We are porting some code from SSIS to Python. As part of this project, I'm recreating some packages but I'm having issues with the database access. I've managed to query the DB like this:
employees_table = (spark.read
.format("jdbc")
.option("url", "jdbc:sqlserver://dev.database.windows.net:1433;database=Employees;encrypt=true;trustServerCertificate=false;hostNameInCertificate=*.database.windows.net;loginTimeout=30;")
.option("query", query)
.option("user", username)
.option("password", password)
.load()
)
With this I make API calls, and want to put the results into the DB, but everything I've tried causes errors.

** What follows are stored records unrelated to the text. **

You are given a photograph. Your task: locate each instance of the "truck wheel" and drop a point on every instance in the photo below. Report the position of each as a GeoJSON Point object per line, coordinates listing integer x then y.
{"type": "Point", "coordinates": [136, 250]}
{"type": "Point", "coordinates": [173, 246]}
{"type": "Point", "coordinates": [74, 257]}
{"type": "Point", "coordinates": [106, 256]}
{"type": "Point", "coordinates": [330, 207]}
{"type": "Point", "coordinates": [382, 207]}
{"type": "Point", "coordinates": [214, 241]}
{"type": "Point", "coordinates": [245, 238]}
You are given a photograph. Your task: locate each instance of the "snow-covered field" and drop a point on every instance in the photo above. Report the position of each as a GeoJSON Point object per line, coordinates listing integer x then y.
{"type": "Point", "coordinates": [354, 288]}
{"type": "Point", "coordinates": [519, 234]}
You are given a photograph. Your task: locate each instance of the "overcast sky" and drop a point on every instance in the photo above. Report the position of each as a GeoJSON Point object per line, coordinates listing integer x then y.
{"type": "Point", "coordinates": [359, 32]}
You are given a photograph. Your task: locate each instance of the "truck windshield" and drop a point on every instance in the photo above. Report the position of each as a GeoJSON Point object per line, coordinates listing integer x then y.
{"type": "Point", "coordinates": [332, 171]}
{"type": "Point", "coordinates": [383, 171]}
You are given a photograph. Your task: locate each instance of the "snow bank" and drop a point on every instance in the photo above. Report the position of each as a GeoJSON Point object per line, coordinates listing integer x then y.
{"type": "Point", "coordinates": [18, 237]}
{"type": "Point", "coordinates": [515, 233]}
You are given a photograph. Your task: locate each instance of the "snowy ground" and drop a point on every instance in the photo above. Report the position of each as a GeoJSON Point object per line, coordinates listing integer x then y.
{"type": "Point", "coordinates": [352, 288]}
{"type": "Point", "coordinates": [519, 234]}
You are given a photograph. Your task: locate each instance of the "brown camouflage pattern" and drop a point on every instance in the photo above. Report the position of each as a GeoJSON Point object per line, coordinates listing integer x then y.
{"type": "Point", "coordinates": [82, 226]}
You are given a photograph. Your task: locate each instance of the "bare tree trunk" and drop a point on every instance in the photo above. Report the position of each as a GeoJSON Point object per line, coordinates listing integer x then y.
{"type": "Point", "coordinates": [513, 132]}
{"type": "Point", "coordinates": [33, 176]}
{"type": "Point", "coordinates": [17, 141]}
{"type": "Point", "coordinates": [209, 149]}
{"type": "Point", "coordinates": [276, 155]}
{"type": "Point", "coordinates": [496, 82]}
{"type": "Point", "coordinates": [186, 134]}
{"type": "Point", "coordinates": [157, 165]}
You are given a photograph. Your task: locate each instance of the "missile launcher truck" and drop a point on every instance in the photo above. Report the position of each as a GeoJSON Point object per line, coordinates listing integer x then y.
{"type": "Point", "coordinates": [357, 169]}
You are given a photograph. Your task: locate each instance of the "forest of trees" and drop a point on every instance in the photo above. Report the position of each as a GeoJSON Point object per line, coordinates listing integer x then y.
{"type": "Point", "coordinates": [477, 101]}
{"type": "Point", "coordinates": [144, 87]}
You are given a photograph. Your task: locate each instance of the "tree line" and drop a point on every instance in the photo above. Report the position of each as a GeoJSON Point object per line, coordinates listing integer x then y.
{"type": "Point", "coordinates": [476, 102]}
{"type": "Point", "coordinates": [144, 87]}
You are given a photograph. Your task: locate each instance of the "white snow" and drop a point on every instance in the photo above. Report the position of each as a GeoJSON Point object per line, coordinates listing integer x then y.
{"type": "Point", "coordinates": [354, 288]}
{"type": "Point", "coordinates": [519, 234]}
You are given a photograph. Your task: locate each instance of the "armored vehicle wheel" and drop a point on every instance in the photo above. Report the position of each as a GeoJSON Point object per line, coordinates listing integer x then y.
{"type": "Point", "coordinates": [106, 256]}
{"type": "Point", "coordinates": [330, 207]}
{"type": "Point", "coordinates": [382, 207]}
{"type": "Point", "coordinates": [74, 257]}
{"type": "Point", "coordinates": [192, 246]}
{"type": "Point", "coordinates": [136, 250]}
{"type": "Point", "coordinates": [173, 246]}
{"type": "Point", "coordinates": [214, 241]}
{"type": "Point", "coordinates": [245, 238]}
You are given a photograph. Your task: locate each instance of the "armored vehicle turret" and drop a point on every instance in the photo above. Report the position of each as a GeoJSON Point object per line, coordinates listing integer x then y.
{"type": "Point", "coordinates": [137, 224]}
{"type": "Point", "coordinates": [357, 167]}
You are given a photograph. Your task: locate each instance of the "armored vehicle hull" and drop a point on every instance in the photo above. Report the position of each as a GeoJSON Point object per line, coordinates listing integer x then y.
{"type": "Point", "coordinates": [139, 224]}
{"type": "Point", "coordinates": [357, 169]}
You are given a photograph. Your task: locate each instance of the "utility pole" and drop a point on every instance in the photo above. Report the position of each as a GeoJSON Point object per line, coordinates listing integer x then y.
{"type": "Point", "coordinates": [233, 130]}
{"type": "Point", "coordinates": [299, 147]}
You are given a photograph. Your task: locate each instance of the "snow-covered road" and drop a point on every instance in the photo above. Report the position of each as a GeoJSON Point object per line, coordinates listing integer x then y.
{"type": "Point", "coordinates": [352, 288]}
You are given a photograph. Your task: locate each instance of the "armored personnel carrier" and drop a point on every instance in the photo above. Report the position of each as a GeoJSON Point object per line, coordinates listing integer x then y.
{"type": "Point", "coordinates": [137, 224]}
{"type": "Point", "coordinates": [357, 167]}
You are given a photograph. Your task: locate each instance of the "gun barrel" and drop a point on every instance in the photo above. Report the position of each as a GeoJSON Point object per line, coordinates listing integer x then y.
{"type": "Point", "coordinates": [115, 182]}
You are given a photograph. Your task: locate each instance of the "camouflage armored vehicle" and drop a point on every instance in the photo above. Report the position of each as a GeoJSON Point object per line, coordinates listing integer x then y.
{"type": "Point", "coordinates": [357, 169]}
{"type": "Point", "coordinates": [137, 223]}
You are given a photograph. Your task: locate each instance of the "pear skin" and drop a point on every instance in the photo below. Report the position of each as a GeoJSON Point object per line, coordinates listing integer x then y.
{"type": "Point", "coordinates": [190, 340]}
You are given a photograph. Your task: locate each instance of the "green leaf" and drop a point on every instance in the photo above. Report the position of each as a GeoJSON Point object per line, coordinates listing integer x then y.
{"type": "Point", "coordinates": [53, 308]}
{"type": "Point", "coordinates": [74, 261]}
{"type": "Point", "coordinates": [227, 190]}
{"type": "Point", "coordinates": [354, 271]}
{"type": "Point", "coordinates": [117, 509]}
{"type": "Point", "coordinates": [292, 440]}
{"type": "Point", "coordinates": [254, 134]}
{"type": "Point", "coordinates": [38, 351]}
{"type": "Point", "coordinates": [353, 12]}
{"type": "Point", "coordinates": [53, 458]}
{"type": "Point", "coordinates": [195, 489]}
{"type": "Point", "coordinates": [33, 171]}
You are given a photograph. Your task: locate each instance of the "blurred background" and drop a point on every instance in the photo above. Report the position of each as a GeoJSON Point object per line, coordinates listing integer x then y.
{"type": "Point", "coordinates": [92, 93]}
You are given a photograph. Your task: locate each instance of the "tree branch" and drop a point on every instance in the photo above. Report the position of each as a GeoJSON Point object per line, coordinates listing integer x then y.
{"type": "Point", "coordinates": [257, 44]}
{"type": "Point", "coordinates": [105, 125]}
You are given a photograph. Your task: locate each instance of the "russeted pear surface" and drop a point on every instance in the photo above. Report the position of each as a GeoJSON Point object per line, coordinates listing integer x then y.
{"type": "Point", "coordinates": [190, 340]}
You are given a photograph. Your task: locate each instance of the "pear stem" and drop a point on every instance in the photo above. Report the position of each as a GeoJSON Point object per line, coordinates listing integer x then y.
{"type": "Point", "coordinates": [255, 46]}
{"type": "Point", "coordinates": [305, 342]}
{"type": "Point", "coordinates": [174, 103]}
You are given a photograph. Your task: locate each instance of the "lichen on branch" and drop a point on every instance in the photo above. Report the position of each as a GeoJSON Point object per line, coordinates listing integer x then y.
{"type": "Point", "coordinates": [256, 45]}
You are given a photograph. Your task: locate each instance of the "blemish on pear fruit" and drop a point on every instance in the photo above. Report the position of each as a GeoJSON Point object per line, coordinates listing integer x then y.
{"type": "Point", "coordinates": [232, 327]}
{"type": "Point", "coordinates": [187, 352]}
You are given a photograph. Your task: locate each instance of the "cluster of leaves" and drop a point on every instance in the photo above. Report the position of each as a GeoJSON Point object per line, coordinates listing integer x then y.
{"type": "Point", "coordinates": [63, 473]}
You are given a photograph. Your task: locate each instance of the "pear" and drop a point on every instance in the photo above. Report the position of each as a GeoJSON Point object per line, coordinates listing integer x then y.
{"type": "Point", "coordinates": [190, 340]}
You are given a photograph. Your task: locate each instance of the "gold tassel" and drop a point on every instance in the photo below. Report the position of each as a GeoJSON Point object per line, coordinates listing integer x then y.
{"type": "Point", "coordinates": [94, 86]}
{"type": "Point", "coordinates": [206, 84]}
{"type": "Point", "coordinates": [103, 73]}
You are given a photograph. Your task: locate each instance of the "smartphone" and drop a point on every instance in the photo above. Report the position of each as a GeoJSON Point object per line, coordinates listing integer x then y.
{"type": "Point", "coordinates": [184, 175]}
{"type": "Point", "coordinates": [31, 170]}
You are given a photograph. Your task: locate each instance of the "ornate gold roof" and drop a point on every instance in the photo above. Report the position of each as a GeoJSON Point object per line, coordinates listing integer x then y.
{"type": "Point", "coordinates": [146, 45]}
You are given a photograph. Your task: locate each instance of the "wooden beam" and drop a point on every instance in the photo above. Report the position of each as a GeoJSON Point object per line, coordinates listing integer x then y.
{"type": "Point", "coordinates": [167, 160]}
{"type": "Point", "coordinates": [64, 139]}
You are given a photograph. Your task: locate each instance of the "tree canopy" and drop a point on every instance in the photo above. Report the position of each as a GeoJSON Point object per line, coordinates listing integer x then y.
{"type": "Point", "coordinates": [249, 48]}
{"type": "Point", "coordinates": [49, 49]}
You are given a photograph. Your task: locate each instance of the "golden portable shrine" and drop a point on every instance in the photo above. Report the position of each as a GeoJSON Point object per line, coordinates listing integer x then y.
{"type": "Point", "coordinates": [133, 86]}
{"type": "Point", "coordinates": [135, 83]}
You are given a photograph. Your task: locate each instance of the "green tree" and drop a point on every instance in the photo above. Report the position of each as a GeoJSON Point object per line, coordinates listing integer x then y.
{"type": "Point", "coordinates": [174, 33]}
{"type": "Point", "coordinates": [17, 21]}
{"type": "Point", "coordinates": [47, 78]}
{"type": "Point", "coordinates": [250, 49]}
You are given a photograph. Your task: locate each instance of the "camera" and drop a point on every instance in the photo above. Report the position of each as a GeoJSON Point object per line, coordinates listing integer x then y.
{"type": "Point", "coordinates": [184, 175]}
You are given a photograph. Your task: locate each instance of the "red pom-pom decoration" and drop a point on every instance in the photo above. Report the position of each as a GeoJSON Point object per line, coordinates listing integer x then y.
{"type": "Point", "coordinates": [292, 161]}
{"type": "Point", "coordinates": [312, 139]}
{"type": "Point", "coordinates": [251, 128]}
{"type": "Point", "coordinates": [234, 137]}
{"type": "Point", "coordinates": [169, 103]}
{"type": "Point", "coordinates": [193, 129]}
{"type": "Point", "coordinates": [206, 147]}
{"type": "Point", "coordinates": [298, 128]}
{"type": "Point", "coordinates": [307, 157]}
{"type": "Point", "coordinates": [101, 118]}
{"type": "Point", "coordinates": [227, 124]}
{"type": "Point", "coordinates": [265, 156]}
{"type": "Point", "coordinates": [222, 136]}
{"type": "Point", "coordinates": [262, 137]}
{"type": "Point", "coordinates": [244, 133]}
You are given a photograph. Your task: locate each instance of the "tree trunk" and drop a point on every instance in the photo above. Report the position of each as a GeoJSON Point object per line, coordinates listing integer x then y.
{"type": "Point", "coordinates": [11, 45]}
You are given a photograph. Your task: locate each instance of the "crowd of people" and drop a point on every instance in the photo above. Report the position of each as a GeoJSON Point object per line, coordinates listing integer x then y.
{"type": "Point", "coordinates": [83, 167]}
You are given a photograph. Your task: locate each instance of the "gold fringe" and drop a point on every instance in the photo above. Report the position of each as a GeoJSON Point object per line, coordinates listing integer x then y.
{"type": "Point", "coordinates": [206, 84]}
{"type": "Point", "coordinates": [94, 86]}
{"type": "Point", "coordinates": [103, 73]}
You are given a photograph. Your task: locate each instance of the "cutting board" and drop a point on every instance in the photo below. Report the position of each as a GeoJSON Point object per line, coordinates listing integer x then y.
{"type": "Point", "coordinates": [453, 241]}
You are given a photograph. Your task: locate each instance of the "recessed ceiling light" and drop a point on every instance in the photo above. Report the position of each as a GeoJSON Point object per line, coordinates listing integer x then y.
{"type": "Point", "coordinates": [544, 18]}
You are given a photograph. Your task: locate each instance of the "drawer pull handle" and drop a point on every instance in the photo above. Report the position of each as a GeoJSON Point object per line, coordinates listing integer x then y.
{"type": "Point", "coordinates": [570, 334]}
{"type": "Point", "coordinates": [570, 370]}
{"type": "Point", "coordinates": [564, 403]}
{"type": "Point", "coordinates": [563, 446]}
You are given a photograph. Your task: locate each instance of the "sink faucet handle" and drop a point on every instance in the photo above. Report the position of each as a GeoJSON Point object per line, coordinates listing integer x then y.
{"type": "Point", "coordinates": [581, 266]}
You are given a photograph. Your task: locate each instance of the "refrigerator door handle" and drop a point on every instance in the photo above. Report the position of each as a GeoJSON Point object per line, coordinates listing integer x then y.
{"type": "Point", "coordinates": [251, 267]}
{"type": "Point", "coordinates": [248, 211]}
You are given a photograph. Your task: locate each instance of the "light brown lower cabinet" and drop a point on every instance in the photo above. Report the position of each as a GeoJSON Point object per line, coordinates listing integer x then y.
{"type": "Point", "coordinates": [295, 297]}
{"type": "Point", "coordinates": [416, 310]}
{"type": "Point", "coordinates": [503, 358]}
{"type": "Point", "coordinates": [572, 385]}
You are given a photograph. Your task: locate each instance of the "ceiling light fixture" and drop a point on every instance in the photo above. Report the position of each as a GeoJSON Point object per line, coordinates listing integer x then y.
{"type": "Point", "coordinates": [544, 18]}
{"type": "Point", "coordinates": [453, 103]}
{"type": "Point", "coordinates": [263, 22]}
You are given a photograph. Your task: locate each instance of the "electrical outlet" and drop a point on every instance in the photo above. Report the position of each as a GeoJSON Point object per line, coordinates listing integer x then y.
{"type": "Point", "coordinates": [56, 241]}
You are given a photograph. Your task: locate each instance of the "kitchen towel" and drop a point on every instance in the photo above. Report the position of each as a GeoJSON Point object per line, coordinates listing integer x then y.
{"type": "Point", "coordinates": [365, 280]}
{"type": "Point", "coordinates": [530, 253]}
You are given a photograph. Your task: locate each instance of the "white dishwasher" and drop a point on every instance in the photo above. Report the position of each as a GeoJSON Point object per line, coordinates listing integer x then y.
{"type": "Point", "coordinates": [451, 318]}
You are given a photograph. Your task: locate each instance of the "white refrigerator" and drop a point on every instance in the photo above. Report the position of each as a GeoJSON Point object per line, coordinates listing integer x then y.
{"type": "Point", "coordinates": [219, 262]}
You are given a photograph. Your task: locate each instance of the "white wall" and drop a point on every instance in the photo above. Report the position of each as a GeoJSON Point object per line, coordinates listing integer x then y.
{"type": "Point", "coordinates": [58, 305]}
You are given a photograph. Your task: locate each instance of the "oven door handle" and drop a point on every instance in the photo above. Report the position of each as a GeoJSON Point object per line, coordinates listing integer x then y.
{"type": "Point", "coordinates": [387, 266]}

df.write.method("append") \
.format("jdbc") \
.option("url", "jdbc:sqlserver://dev.database.windows.net:1433;database=Employees;encrypt=true;trustServerCertificate=false;hostNameInCertificate=*.database.windows.net;loginTimeout=30;") \
.option("v_SQL_Insert", query) \
.option("user", username) \
.option("password", password) \
.option("query",v_SQL_Insert) \
.save()</p>
Gives me the error AttributeError: 'DataFrame' object has no attribute 'write'.
I get the same error using spark.write or if I try creating an actual dataframe, populate it and try to use the write function.
My question is, what is the best way to populate a db table from Python? Is it to create a dataframe and save it to the DB, or create an SQL command? And how do we go about sending that data in?